At the time, the company said that it was considering various options, including merging with another company and a recapitalization. Ultimately, what ended up happening was that Carpathian and Macquarie Bank entered into an agreement under which Macquarie was to provide further debt financing for the project.
On December 13, Carpathian announced that it had received from state environmental agency SUPRAM a provisional permit that would allow it to “proceed with the full operation of its gold producing facilities.”
Commenting positively on the situation, Dino Titaro, then chairman and CEO, said, “[w]hile the unfortunate delay in the start-up of the operation may have affected the outlook for the Company and led to a cash shortfall situation, it is nonetheless a pleasure to report that with the receipt of the [provisional permit] the RDM gold project can now commence gold production and be Brazil’s next gold producer.” The company expected to pour its first gold within two weeks, he also said.
Trouble strikes again
At that point, it looked like Carpathian’s troubles might be at an end. Indeed, a week later the company said that “[d]espite several days … of severe precipitation” it still anticipated pouring its first gold by the end of 2013.

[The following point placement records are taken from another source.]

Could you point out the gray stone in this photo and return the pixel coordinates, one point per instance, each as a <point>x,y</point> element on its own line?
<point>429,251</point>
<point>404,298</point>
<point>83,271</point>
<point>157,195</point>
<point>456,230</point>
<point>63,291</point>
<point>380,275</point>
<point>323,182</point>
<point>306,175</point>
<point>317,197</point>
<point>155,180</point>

Sadly, the good news was not to last. Though Carpathian managed to complete its first gold smelt on December 24, commenting that its belief was that it would be able to start gold doré production and ship it on a regular basis, the day after that announcement the company’s provisional permit was suspended, largely due to ”unusual heavy rainfall at the site.” As a result, Carpathian had to halt production at RDM.
All was quiet until this past Friday, when Carpathian came forward to say that as a result of the rainfall, it must now complete remedial work at the mine site and does not anticipate completing that work until the end of next month. The work is expected to cost between US$500,000 and $700,000, while production loss caused by the suspension of the permit is estimated at “7,000 to 9,000 ounces of gold per month” — that amounts to $8.75 to $11.25 million per month.
Adding to that blow is the fact that Titaro and the company’s COO, Daniel Kivari, have stepped down from their positions. Kivari has been replaced by Vito Hugo Belo, whose experience in the mining sector includes 20 years with Rio Tinto (ASX:RIO,LSE:RIO,NYSE:RIO), while Guy Charette, formerly Carpathian’s executive vice president, will act as interim CEO.
Carpathian announced Monday that it had “concluded an extended forbearance and amendment agreement” with Macquarie that “provides for a US$10 million increase in the amount of funds made available under Tranche 3 of a project finance facility.” While the forbearance currently expires on January 31, the company plans to meet with Macquarie this week to discuss an extension.
Somewhat ominously, the press release states that “[t]here is no assurance that any or all of the funds to be provided … will actually be made available” because “any disbursements thereof remain solely at Macquarie’s discretion nor is there any assurance that Macquarie will agree to any extension of the forbearance.” In other words, at the moment, nothing is guaranteed.
At end of day yesterday, shares of Carpathian sat at $0.06 each, down 7.69 percent. Investors would do well to keep an eye out for any updates from the company — and should perhaps be mindful of the weather conditions in Brazil as well.
Securities Disclosure: I, Charlotte McLeod, hold no direct investment interest in any company mentioned in this article.